Rain forests are the predominant natural vegetation throughout the wet tropics. The defining characteristics of tropical a rain forest are temperature and rainfall. Wherever temperature is high enough and rainfall heavy and regular enough, there is rain forest.
Rain forests experience from 40 to 400 inches (100 to 1000 cm) of rain a year and an average temperature of about 80° F (26° C), with no pronounced cold or dry spells.
Rain forests are being eliminated for timber, minerals, agriculture, and human settlement. Other motives, such as the desire to conquer nature or to control unoccupied territory, also are factors in deforestation.
Overpopulation and peasant agriculture is often cited as the cause of deforestation. This may be true of some African and Asian countries, but generally countries with the most tropical rain forest are those with the lowest human population densities.
It is not population pressure but the inequitable distribution of land ownership that creates the most pressure on tropical forests. In many developing countries the government and a very small percentage of people own the majority of the land.
Logging, mining, and other industrial activities are not driven primarily by local population pressures. Industrial development and settlement often go hand in hand because roads give access to cleared land. Most attempts to turn tropical forest into farmland have failed, resulting in damaged soil and disrupted water systems, leaving settlers even more desperate for land.

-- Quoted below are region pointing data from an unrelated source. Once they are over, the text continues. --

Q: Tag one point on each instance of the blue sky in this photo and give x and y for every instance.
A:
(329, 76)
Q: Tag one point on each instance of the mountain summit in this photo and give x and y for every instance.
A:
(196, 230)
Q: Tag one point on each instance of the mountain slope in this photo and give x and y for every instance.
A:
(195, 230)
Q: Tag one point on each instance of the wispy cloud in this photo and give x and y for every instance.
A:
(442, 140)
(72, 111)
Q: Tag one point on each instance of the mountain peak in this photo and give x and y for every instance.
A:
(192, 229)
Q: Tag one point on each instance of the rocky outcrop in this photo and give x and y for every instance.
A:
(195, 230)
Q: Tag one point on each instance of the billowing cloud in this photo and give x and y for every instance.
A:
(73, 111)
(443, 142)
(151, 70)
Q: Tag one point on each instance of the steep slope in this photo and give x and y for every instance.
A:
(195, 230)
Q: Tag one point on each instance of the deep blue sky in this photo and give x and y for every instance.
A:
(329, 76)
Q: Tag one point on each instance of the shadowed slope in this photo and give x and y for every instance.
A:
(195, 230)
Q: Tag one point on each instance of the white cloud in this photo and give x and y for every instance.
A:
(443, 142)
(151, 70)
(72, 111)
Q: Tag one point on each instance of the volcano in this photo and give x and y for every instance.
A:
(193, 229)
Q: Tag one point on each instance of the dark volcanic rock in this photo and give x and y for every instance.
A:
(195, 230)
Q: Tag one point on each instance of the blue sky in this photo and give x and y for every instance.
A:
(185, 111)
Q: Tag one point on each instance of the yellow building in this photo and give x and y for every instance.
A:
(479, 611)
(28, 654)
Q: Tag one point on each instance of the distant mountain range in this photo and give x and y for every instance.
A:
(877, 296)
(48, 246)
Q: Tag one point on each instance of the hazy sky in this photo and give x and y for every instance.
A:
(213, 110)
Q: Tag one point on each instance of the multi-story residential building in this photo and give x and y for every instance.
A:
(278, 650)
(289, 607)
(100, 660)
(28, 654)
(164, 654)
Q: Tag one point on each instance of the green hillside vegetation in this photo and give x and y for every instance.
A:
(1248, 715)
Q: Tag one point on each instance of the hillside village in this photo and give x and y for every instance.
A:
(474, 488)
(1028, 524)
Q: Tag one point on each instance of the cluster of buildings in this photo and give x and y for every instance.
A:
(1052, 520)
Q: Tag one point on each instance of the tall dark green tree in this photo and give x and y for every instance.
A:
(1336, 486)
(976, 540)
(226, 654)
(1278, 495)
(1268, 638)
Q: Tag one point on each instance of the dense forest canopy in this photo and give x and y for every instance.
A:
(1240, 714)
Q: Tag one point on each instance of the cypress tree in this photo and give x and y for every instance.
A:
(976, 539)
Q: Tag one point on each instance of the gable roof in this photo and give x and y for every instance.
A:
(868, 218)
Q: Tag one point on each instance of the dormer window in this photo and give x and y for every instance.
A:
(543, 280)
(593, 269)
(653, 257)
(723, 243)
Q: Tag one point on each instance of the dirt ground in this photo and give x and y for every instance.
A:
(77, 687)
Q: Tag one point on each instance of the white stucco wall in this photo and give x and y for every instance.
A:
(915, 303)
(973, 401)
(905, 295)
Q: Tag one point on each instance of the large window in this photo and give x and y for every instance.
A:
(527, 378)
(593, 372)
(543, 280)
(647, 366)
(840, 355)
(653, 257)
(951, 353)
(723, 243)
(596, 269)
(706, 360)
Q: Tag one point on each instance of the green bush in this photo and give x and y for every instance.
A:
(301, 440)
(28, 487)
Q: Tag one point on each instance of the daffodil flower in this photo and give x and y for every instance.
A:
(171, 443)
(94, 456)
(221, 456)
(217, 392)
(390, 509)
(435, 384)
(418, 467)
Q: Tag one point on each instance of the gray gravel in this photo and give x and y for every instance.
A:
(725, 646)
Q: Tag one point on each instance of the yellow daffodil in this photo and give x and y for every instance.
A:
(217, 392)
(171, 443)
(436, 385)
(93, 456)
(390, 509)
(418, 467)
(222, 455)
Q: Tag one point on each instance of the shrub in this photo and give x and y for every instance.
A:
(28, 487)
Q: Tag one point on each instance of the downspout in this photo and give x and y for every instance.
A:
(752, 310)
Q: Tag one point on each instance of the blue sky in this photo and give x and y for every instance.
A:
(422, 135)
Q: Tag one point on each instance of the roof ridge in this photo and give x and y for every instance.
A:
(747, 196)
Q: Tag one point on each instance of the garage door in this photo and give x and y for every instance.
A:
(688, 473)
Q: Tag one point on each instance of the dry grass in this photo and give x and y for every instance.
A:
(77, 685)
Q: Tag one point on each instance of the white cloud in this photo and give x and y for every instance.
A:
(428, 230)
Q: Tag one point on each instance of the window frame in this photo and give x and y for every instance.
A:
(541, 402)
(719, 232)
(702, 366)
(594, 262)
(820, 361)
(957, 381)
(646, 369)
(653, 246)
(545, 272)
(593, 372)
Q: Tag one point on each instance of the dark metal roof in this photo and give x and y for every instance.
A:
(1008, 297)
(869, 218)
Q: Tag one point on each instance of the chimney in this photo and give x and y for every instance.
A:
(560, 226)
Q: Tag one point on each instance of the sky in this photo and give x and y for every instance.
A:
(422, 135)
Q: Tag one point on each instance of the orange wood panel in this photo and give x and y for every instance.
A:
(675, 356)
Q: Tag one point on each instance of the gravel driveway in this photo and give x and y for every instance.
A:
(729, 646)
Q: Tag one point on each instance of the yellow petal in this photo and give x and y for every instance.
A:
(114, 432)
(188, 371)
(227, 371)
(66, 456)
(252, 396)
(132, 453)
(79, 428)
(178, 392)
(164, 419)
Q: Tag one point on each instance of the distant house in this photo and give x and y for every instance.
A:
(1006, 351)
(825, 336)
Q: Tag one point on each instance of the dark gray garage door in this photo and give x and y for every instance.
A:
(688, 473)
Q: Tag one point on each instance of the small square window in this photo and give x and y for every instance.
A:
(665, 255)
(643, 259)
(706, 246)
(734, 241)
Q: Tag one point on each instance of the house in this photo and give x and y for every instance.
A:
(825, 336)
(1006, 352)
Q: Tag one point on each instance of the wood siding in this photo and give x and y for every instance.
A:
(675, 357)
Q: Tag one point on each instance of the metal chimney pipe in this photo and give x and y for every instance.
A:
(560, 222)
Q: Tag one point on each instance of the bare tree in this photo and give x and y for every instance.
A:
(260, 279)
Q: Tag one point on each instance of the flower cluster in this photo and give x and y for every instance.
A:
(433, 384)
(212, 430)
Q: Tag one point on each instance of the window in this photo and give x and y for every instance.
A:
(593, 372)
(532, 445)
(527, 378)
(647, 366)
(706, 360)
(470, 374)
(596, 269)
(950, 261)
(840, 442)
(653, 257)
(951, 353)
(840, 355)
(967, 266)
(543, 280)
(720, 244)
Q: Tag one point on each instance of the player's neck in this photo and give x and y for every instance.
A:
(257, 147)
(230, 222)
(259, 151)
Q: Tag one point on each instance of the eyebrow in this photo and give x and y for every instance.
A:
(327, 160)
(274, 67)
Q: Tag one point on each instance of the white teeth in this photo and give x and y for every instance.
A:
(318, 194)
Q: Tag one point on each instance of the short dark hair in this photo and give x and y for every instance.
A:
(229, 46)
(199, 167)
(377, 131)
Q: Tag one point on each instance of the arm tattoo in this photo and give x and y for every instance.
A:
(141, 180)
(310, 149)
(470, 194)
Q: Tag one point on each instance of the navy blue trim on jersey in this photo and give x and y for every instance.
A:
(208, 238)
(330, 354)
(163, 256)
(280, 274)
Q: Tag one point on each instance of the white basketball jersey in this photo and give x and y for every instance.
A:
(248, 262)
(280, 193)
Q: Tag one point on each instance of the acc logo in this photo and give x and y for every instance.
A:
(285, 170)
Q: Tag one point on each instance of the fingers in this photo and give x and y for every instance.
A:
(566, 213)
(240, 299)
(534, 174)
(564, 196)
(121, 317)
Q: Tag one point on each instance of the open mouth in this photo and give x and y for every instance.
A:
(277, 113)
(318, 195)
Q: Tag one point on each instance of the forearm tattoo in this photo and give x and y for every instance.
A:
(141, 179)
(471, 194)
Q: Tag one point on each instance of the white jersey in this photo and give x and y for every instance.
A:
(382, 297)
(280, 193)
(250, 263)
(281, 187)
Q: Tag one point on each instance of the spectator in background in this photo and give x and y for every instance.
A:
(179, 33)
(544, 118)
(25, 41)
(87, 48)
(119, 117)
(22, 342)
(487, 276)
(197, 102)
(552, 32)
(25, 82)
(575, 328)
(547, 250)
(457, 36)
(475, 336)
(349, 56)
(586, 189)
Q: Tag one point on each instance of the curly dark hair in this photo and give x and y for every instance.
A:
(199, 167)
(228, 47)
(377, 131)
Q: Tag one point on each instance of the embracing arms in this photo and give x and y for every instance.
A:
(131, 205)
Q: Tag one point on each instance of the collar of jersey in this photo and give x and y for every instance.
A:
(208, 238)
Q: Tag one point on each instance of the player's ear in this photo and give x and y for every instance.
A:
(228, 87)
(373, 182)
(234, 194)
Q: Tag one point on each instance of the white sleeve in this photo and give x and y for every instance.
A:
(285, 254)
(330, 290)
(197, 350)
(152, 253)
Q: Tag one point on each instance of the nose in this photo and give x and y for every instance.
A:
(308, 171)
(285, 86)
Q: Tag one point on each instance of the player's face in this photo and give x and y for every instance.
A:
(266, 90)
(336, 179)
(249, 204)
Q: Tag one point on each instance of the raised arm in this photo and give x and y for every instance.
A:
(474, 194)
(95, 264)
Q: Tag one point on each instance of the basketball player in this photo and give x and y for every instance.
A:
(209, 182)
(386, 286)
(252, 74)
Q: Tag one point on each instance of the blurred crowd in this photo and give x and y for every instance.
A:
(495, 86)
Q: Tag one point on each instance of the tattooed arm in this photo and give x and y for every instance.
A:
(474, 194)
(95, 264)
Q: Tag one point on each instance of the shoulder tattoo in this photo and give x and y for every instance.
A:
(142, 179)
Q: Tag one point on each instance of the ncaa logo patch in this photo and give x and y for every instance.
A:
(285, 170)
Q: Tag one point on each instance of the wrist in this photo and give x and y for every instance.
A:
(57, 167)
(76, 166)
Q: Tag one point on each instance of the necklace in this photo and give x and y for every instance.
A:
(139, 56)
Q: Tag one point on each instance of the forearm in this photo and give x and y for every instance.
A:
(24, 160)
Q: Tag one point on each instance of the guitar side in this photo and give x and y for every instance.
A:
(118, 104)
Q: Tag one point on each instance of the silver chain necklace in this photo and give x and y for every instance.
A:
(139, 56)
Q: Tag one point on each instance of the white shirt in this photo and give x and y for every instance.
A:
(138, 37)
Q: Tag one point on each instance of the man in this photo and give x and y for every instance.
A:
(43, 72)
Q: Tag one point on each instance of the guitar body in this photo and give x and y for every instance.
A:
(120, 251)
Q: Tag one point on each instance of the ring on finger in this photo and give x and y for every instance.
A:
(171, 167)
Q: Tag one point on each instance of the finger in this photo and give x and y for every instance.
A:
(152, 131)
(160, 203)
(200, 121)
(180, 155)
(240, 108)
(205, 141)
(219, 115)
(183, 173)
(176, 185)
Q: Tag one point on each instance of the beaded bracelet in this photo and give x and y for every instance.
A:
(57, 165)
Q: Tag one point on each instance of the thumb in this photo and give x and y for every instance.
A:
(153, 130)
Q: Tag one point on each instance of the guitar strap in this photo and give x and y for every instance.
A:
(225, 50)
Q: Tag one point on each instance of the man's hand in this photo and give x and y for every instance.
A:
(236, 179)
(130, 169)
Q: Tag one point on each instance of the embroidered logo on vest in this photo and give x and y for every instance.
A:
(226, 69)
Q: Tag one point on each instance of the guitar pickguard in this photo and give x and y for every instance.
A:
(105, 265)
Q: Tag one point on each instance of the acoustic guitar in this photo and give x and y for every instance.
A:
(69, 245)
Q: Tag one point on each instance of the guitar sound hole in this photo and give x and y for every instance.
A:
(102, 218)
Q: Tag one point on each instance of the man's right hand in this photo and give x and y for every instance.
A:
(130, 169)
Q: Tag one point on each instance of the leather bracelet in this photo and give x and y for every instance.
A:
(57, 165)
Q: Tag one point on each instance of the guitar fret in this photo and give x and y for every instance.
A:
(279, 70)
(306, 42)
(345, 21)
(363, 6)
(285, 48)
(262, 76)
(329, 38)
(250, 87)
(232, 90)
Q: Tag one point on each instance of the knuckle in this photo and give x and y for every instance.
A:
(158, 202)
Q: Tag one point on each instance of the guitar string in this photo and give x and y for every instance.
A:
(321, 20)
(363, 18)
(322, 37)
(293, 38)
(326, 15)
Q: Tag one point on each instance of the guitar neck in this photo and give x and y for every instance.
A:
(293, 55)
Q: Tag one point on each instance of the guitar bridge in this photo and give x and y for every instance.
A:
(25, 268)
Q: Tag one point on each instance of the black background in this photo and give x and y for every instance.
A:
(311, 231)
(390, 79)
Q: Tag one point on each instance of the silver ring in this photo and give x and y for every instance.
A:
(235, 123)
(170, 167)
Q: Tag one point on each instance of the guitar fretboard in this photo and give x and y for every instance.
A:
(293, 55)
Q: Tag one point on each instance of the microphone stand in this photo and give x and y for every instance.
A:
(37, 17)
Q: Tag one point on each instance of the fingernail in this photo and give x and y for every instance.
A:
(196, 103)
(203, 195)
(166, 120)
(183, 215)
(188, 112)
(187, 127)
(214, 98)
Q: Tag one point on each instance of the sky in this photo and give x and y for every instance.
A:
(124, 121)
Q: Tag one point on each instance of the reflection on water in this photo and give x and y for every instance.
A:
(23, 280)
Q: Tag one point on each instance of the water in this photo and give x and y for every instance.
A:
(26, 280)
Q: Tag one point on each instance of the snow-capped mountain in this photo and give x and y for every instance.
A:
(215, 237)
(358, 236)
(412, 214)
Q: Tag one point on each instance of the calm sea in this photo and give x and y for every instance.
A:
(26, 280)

In Central and South America, cattle ranching for beef export to northern countries is the chief culprit in deforestation. Ranching, logging, and mining are prime examples of destructive practices that profit a few but destroy the forest for all.
In contrast, intact tropical rain forests provide long-term, widely distributed benefits, including protection of wildlife, water catchments, soil, food, fuel, medicines, building materials, and global climate stabilization.